On My Curious Relationship With Apple And SecurityBy Rich
Security professionals seem to have a strained relationship with Apple these days. Any trip to a security conference shows that more and more security professionals are using Macs on a regular basis. A not-insignificant percentage of the high-end industry types I know shows they all use Macs and iPhones; at home if not at work, often against corporate policy.
Yet Apple’s view on security is very… 2001. They do not follow a security development lifecycle. Marketing seems to play too strong a role in security decisions, especially when dealing with researchers. They never finished most of the security features of Leopard, and some products (especially QuickTime) are running at very high vulnerability rates.
The first thing we need to get out of the way is that Macs are currently safer to use than Windows XP, even if they aren’t as secure. There just aren’t as many exploits out there in the wild. Vista is more secure, but I find it unusable. This can, and will, change over time as Macs continue to rise in popularity and become a bigger target.

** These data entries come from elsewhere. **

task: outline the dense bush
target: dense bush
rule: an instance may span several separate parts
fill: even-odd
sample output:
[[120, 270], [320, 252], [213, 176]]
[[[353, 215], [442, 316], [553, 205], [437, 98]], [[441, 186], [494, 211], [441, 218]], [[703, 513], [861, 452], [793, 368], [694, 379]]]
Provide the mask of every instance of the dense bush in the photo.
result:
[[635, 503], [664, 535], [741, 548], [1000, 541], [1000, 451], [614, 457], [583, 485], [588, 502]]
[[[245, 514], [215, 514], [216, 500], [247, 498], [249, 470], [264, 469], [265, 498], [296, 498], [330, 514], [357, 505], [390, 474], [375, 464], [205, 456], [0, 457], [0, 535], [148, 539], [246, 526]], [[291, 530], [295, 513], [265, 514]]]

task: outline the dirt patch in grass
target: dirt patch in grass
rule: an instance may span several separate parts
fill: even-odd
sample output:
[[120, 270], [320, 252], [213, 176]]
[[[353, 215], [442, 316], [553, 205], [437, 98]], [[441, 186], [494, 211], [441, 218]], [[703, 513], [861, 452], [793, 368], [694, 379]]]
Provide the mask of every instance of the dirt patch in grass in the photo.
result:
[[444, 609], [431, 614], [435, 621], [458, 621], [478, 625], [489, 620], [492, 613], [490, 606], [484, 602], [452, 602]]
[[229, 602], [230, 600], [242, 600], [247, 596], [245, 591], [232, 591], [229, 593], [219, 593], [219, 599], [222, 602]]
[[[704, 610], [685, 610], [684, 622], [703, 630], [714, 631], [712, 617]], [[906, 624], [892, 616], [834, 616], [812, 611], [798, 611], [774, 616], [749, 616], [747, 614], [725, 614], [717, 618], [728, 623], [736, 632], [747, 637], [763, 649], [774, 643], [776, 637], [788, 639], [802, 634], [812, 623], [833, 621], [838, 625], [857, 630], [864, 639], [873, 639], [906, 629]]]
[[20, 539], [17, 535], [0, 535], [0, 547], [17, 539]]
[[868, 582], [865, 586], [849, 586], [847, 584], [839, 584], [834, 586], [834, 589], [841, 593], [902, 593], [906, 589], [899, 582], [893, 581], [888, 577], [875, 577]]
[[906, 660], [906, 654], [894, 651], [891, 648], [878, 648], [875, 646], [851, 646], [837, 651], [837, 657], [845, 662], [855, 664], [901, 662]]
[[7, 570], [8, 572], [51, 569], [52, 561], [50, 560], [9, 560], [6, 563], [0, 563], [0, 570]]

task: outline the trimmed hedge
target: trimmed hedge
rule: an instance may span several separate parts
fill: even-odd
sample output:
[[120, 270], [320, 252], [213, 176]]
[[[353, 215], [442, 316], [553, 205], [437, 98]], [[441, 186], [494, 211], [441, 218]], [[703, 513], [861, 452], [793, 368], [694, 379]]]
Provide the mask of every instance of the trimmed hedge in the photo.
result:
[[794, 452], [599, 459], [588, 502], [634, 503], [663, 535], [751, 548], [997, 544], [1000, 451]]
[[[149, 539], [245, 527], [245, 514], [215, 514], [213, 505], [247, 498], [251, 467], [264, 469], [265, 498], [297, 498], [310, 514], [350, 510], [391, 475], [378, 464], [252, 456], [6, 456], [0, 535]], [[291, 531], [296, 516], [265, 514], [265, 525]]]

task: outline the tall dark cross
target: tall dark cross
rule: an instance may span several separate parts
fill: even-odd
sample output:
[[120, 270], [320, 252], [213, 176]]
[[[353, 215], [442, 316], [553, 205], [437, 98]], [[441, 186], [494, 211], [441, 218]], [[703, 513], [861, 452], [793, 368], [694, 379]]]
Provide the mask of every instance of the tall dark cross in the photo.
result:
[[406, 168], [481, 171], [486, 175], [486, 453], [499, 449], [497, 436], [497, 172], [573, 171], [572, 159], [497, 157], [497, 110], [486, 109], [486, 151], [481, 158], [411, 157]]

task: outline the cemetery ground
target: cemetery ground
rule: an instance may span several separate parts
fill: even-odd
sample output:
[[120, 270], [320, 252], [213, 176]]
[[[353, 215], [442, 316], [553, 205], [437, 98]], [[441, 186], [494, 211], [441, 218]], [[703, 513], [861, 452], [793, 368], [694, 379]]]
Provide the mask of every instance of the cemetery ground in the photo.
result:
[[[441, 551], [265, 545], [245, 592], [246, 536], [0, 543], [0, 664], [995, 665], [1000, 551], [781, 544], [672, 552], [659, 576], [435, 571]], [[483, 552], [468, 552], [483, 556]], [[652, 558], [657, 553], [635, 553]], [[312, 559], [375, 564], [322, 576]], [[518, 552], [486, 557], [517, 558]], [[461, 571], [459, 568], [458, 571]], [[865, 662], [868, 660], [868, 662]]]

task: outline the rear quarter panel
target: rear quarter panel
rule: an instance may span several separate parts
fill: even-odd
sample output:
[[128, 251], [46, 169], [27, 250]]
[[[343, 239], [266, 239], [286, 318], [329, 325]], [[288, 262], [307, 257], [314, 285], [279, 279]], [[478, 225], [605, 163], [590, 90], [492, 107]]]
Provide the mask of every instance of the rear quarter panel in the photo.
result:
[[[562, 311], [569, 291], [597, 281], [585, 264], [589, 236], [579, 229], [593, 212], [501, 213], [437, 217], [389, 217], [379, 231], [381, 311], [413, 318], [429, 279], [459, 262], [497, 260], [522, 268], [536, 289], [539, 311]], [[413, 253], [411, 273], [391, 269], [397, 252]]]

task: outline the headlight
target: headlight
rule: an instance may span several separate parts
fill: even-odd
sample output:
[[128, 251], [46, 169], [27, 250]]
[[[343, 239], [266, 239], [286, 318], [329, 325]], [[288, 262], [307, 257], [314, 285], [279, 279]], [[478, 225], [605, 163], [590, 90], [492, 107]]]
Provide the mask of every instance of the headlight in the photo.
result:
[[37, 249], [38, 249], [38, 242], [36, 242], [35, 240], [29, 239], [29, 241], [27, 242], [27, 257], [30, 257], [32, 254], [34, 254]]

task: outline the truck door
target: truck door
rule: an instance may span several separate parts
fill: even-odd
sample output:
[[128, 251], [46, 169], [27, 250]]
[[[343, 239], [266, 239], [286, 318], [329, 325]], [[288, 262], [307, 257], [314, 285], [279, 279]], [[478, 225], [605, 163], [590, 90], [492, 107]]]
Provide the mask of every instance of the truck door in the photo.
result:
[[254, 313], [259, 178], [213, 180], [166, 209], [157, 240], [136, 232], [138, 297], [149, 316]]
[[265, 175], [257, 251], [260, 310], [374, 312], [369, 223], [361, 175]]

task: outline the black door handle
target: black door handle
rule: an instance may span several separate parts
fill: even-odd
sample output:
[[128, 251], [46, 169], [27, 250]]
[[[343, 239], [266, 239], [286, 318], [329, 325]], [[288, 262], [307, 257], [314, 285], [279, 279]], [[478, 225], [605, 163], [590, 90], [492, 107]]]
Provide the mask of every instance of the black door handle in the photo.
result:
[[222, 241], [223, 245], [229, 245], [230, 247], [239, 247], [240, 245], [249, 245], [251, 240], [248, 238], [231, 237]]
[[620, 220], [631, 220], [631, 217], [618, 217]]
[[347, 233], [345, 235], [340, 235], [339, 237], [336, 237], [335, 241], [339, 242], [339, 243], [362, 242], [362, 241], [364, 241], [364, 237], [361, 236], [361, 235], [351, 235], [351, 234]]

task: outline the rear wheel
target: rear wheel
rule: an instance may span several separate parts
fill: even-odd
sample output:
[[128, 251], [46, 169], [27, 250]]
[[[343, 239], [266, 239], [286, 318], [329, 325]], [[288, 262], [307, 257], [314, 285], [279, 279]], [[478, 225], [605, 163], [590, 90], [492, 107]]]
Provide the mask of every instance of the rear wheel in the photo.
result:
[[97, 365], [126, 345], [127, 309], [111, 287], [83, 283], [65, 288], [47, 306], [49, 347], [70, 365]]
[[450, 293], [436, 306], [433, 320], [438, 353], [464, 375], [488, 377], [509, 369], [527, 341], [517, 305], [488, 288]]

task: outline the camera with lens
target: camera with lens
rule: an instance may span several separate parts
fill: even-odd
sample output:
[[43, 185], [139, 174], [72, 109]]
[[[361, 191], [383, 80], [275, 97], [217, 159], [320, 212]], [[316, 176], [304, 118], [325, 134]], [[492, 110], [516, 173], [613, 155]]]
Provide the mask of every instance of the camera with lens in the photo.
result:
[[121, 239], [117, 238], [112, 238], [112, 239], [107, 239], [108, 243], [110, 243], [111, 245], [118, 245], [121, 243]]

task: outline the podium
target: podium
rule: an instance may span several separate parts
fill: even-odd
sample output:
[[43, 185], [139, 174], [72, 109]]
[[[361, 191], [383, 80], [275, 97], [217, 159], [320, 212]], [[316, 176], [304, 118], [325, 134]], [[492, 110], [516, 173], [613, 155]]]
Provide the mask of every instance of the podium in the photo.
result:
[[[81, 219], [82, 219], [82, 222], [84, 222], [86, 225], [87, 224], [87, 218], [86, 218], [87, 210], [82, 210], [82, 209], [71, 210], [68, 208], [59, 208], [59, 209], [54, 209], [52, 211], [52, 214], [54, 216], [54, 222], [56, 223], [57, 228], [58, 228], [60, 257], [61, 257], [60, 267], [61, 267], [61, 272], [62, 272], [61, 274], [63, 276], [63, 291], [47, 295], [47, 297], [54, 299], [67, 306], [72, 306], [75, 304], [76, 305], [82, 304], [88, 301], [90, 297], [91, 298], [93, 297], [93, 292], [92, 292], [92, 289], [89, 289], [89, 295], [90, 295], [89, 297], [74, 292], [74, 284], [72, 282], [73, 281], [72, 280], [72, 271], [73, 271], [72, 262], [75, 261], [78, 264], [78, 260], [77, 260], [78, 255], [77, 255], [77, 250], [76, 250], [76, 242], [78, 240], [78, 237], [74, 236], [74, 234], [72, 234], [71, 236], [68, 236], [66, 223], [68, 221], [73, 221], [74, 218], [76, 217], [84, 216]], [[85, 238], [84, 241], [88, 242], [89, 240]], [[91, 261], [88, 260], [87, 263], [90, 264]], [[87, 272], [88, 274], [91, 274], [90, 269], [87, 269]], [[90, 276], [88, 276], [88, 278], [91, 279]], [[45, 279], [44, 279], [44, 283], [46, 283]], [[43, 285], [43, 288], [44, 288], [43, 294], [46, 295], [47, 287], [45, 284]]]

Thus, as a security professional I have mixed feelings about Apple. I feel somewhat hypocritical about supporting a company that doesn’t prioritize my bread and butter, but I’m not overly pleased with Window’s UI failings or Linux’s peculiarities. I’ve made the decision to pick the OS that best fits my work and productivity needs, then do what I can to improve the security of the platform.
Which gives me three options:
- Work for Apple. They haven’t called and I’m not waiting.
- Discover and report vulnerabilities, hoping they’ll get patched. I suck at this, so not the best option.
- Criticize and constantly pressure them in public, hoping to embarrass them into change. They’ll call me a raving loon, then ignore and marginalize me.
- Actively engage with the Apple community, give Apple credit for what they get right, and point out where they get things wrong while educating Mac users. This hopefully gains me enough credibility that they can’t simply dismiss me as anti-Apple and I can help the Mac community pressure Apple for needed change.
Apple is far from perfect and their security needs a ton of work, but I’m taking a reasoned approach and hoping that by engaging and educating their customers (and thus Apple, indirectly), we can spur change.
On that note, I’m off to the Macworld Expo show floor to meet with various vendors (including security vendors) and to play with my new iPhone (yes, I’m weak).